Under the agreement announced Thursday, the Caisse de depot et placement du Quebec would receive shares that would be convertible into a 30 per cent stake in a newly created holding company for Bombardier Transportation.
Bombardier (TSX:BBD.B) said the deal concludes its review of options for the division, which sells subway cars and other mass transit systems. The company had considered spinning off the stake in a public offering and was rumoured to have been approached by Chinese railways.
“Today we are gaining an ideal partner for the sustainable growth of our business,” Bombardier chief executive Alain Bellemare said during a conference call.
He said the transaction increases the company’s financial and operational flexibility while allowing it to maintain a majority stake in the railway division. Its total liquidity or cash reserve would increase to about US$6.5 billion as of year-end.
The cash would allow Bombardier to put its two CSeries planes into service, develop the Global 7000/8000 business jets and provide a safety net if economic conditions put additional pressure on the business, Bellemare added.
Bombardier has been struggling to complete development of its CSeries passenger jet, which is over budget and behind schedule.
Last month, the Quebec government agreed to give Bombardier US$1 billion to help complete development of the CSeries in exchange for a 49.5 per cent stake in that project. The federal government is also considering a proposal to provide financial assistance.
The deal with the Caisse does not change that proposal, Bellemare said.
Caisse chief executive Michael Sabia said the institutional investor never considered participating in Quebec’s investment in the CSeries because it views rail as a better way of taking advantage of changing global demand and urbanization in emerging markets.
“We think it’s a business filled with potential,” he said. “We’re convinced that Bombardier Transportation is a good business. Our goal in working with Alain and his team is to make this good business into a really great business.”
The Caisse has historically been a big backer of Quebec’s largest companies, ensuring that Quebecor acquired the Videotron cable company and helping firms like SNC-Lavalin and Rona.
According to terms of the deal, the Caisse’s stake can decrease to a minimum of 25 per cent if Bombardier Transportation does better than its business plan, and increase to a maximum of 42.5 per cent if it underperforms. The Caisse can trigger a public offering or sale of the holding company’s shares after five years while Bombardier can purchase the Caisse’s interest after three years — both netting the Caisse a premium return.

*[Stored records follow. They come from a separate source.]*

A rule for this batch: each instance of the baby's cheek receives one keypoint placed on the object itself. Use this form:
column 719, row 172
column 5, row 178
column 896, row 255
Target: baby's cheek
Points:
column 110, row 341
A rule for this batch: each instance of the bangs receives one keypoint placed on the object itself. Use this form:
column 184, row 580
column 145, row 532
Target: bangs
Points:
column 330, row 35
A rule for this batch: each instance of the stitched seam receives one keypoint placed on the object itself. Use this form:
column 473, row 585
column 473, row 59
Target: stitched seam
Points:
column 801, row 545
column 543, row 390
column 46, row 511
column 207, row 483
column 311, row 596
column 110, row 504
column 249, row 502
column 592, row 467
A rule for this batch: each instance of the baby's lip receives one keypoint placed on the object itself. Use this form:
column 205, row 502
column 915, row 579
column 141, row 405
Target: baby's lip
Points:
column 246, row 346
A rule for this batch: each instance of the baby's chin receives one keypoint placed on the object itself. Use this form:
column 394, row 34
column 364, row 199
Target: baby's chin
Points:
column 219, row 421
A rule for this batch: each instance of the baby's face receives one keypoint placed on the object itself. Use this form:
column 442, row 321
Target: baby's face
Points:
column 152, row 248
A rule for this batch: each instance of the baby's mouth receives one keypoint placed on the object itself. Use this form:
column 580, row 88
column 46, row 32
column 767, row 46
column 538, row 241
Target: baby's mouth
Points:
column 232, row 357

It also has veto on the nomination of new independent directors of Bombardier Inc.
The deal values the rail business at US$5 billion, which is at the low end of analyst expectations, said analyst Benoit Poirier of Desjardins Capital Markets.

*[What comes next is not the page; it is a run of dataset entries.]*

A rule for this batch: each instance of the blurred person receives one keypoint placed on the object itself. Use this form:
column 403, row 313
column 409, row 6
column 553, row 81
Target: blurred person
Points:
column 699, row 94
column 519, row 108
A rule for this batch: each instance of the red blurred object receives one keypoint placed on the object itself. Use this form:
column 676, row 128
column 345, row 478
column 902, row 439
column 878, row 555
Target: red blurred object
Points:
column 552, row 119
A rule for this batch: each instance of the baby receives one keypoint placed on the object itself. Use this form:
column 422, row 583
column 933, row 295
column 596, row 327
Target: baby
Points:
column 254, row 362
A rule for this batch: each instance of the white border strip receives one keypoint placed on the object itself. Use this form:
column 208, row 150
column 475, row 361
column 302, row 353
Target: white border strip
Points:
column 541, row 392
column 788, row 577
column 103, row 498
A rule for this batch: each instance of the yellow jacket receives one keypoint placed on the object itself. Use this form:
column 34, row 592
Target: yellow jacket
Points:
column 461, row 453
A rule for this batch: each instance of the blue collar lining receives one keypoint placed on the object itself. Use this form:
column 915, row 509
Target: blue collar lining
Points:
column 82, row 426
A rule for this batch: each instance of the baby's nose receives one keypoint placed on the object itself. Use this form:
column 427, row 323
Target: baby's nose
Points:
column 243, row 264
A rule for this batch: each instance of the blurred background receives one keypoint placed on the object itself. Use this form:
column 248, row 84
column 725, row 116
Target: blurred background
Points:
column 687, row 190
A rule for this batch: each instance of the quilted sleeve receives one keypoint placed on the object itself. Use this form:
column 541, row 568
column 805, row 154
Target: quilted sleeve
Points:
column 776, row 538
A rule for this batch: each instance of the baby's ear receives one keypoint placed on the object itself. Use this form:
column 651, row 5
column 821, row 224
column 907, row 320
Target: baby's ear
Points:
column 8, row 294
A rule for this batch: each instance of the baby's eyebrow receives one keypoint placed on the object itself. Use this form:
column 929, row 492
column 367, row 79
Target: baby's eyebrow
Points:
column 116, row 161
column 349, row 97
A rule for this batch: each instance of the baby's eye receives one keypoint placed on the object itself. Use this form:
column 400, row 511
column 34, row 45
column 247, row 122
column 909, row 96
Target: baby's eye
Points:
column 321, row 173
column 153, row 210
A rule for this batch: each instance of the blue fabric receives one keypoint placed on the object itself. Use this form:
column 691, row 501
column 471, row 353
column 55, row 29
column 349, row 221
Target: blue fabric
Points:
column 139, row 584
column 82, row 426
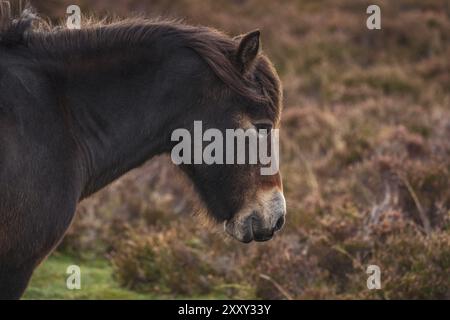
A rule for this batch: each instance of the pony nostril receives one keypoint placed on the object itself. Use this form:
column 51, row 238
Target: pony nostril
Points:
column 279, row 224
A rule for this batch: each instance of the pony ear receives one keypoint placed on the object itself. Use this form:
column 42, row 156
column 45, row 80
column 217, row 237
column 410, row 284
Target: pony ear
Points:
column 248, row 50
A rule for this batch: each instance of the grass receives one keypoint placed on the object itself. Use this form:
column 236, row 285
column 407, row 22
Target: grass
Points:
column 49, row 281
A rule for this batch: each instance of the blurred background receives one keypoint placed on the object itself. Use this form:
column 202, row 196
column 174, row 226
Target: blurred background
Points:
column 365, row 160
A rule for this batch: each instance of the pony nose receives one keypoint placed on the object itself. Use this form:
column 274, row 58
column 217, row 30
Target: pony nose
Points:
column 279, row 224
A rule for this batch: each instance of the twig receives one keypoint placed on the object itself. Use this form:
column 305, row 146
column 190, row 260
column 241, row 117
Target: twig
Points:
column 423, row 216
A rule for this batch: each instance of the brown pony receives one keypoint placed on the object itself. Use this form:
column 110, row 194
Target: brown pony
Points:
column 80, row 108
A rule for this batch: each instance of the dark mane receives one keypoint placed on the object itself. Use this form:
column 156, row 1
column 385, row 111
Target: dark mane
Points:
column 217, row 49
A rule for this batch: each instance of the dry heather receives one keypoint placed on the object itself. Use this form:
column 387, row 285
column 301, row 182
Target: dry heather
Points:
column 365, row 159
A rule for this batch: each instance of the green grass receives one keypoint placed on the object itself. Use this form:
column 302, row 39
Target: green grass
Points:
column 49, row 281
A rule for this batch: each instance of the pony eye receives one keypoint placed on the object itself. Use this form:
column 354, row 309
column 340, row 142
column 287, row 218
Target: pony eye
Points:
column 263, row 126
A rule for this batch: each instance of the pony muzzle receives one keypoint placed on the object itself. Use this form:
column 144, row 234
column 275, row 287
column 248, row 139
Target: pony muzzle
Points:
column 261, row 221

“We view positively the initiatives to improve the corporate governance of Bombardier, which we believe remains one of the Street’s primary concerns,” he wrote in a report.
The new holding company would be governed independently by a new board to be composed of seven members, three of which would be named by the Caisse.
Bellemare would be chairman and Bombardier Transportation president Lutz Bertling would continue in his current role. The deal is expected to close in the first quarter.
After initially soaring, Bombardier shares closed unchanged at $1.28 on the Toronto Stock Exchange, although volume of 27.7 million shares was the most on Canada’s main index.